42. No actual panorama das telecomunicações na Europa, as obrigações ex ante só são legitimadas quando o mercado o requer, perante riscos sérios para a livre concorrência.
43. A directiva acesso acolhe o desafio e confessa sem rodeios, no décimo terceiro considerando, que «[…] [o] objectivo é uma redução ex‑ante progressiva das regras específicas do sector, à medida que se desenvolve a concorrência […]», mas não estranha essa possibilidade quando o futuro das novas tecnologias der origem a um estrangulamento que imponha a sua aplicação, por exemplo, no âmbito das redes de acesso de banda larga.

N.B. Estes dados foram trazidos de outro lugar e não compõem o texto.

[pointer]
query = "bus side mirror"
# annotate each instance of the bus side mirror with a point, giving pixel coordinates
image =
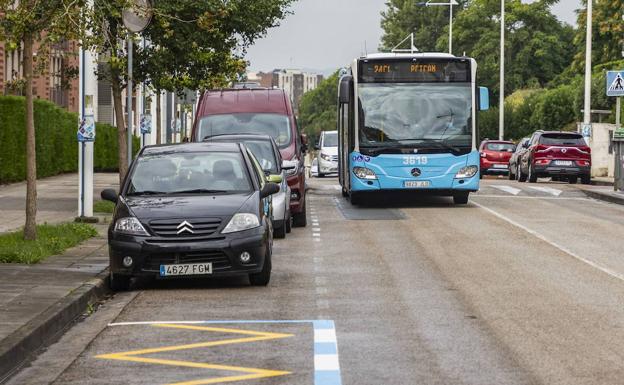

44. O vigésimo sétimo considerando da directiva‑quadro esclarece que não existe concorrência efectiva em mercados em que uma ou mais empresas actuam com um poder de mercado significativo, quando os mecanismos de direito nacional e comunitário «não sejam suficientes para fazer face ao problema».
45. Tudo evoluiu com os anos, a ponto de a directiva‑quadro proclamar que se conseguiram «criar […] as condições para uma concorrência efectiva no sector das telecomunicações» (25).
46. Por isso, empreender a transposição da regulamentação comunitária (26), impondo a celebração de acordos, parece contraditório e implica negar o pressuposto fundamental de que, nesse estádio, a livre concorrência devia imperar como uma realidade inquestionável.
47. Poder‑se‑ia encontrar uma eventual desculpa no caso de o legislador polaco partir de uma verdadeira ausência de liberdade, face a indícios que falseassem o seu mercado, mas as dúvidas dissipam‑se imediatamente, recorrendo à lógica, dado que, se assim fosse, proceder‑se‑ia à materialização de outra norma jurídica, mas não da directiva acesso, que se integra no «novo quadro regulamentar».
48. O direito comunitário não descura as respostas a certas patologias excepcionais susceptíveis de afectar uma sã concorrência.
49. Porém, para diagnosticar as carências e prescrever o tratamento adequado em cada caso, são necessárias entidades especializadas e imparciais como as autoridades reguladoras nacionais, chamadas a estas funções pela Directiva 2002/19.
50. No plano interno, nos termos do artigo 12.°, n.° 1, cabe às autoridades reguladoras nacionais, e não ao legislador, impor aos operadores a obrigação de dar resposta aos pedidos razoáveis de acesso e utilização de elementos de rede específicos e de recursos conexos.
51. Além disso, essa imposição só ocorre nos casos indicados, em numerus apertus, na referida disposição, como, por exemplo, quando se considera que a recusa de acesso ou a fixação de condições não razoáveis de efeito equivalente constituam um obstáculo num mercado concorrencial sustentável a nível retalhista.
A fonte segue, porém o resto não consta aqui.